Cagayán en su contexto


Así pues, se arroja un poco de luz sobre los sucesos de Cagayán. No fueron el único encuentro armado entre occidentales y orientales a finales del siglo XVI y principios del XVII, aún en el caso de los españoles. Japoneses y piratas wako se enfrentaron a portugueses e ingleses en ésta misma época, antes de que se estableciera definitivamente el sistema de puerto único, (que pasaría a ser, tras la política del Sakoku, la famosa isla de Dejima, con el consiguiente monopolio de intercambios con los holandeses), la prohibición para los occidentales de llevar armas una vez pisaran las islas de Japón, y se terminara con el periodo de expansión militar de Toyotomi Hideyoshi con las malogradas invasiones japonesas a Corea.

Tras éstos ataques, la política aislacionista de Japón introdujo el nuevo concepto de los "buques de sello rojo", mercaderes autorizados por el shogún para intercambios con puertos asiáticos. Ésta política provocaría, en sus primeras décadas, un último enfrentamiento con los españoles en Ayutthaya, un importante puerto tailandés. Hablaremos de éste último choque en otra entrada de éste blog.

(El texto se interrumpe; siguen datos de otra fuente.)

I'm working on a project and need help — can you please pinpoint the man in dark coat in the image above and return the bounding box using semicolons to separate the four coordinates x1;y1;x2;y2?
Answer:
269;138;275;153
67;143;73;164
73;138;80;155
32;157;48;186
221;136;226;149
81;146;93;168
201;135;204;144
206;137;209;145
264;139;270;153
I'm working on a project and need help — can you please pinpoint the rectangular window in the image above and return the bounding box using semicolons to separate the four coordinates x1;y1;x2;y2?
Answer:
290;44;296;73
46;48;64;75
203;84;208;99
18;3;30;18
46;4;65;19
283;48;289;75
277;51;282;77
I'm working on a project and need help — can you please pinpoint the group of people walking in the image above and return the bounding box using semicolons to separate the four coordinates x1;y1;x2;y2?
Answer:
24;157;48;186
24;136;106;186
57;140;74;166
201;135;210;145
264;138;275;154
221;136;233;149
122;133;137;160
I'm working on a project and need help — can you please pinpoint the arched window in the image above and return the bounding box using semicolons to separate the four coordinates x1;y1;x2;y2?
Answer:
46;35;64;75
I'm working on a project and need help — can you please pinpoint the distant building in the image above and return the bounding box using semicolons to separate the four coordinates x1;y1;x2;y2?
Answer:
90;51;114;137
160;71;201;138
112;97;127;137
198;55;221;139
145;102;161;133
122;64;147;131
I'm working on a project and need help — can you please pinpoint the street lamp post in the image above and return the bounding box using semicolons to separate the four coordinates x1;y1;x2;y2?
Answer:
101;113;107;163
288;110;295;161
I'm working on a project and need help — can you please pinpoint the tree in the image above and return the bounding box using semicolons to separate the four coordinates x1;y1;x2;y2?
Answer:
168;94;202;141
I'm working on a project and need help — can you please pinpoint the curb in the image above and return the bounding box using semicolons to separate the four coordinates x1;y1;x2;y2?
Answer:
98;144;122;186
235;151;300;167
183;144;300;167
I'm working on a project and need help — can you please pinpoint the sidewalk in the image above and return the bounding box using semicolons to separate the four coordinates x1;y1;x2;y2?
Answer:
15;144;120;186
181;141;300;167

¿Por qué se producían éstos enfrentamientos? Al parecer, ésta fase expansiva de los japoneses, que culminaría con la instauración de esa política de aislamiento, se plasmaba también en la contratación de fuerzas de piratas wako para atacar y someter a tributo las costas de regiones limítrofes ricas, entre las que se contaban las Filipinas españolas. Tanto es así que los japoneses conocían en ésta época a los occidentales como “Nanban”, que significa “los bárbaros del sur”. Al sur quedaban las Filipinas, y era en ellas donde comenzaría a crearse un sistema de intercambio comercial entre la Asia y Europa, a través del galeón de Manila y las flotas de Indias. Un comercio que llevó a la guerra entre portugueses y españoles por el control de las islas de las especias, conflicto que posteriormente se extendería a los holandeses, una vez unidas ambas coronas (la portuguesa y la española) y sus intereses.

Pero eso es otra historia, que también merecería ser contada en detalle.